Town Council is elected to engage with and “tackle” the challenges that come our way. This community does not need – and I do not believe it desires – leadership that evades the challenges of its unique future.
We must be vigilant when dealing with “… all enemies, both foreign and domestic….”
A multi billion-dollar company whose business model involves turning residential neighborhoods into hotel rooms could very well be considered a domestic threat. It’s okay to be afraid of Silicon Valley and be wary of their billion dollar speculations. It is not okay for us to refuse to talk to each other and refuse to exhaust every opportunity to communicate and to persuade our elected representatives as to what we think is best for the community.
That hasn’t happened here. If this community can’t exercise the most fundamental prerequisites of a democracy, then maybe somebody needs to call Mono County and let them know that we’re through, that after 30 years, we no longer believe in the institutions of representative government, and would they consider taking us back.
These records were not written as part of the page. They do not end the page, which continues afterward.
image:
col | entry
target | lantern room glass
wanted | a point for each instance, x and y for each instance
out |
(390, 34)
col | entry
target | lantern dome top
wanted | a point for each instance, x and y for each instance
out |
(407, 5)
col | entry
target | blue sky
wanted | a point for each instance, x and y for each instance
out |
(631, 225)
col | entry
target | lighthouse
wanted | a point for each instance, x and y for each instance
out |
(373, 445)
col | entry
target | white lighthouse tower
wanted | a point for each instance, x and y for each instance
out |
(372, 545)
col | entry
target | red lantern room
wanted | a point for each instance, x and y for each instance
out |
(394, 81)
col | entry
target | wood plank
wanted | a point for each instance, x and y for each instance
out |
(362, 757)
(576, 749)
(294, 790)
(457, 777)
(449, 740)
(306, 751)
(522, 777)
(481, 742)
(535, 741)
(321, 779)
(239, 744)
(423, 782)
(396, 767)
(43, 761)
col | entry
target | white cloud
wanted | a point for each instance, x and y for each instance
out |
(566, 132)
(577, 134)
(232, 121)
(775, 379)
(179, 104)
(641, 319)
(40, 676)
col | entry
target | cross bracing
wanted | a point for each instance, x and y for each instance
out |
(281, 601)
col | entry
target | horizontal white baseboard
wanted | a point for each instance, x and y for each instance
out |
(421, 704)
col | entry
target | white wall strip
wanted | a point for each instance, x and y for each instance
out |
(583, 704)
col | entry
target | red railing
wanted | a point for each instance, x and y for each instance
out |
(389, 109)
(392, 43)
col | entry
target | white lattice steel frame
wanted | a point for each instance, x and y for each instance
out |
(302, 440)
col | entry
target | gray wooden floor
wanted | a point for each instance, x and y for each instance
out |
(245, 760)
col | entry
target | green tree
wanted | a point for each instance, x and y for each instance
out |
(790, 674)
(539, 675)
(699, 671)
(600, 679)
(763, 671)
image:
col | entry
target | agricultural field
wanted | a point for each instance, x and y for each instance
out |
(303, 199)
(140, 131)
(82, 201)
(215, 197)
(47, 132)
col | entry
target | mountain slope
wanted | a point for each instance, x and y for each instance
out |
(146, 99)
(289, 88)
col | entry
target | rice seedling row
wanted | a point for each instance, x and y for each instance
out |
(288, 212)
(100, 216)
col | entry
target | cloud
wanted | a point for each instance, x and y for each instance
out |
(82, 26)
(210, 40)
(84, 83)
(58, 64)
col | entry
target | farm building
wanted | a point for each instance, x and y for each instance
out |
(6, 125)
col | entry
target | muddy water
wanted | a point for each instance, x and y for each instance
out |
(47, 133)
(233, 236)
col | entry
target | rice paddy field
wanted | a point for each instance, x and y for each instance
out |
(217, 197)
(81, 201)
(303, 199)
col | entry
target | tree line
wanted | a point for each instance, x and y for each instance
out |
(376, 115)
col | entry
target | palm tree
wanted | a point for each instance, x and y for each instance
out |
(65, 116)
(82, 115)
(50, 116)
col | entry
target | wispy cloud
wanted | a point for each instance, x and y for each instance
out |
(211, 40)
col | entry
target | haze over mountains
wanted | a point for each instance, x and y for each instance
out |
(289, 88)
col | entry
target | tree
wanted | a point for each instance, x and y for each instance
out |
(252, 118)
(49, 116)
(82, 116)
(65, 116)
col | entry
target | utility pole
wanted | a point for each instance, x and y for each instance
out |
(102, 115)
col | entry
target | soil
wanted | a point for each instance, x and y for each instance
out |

On October 7, we’ll wake up and digest the decision we have made. No matter the outcome, there will be work to do. And the only work that will matter is the work that we do together. I recognize and support the very real concerns of members of our community as articulated in Measure Z. I will do everything I can to not only maintain but enhance the integrity of our residential neighborhoods. But to my mind, Measure Z is the sad retelling of a familiar tune here in Mammoth Lakes, one that we must leave behind if we are ever to truly move forward. The rallying cry is clear: “The Town Council Cannot Be Trusted.” I get it. We all get it. But we can no longer afford any easy cynicisms; a little humility is probably in order. I cannot support how we are going about this, and I will vote No on Z on October 6th.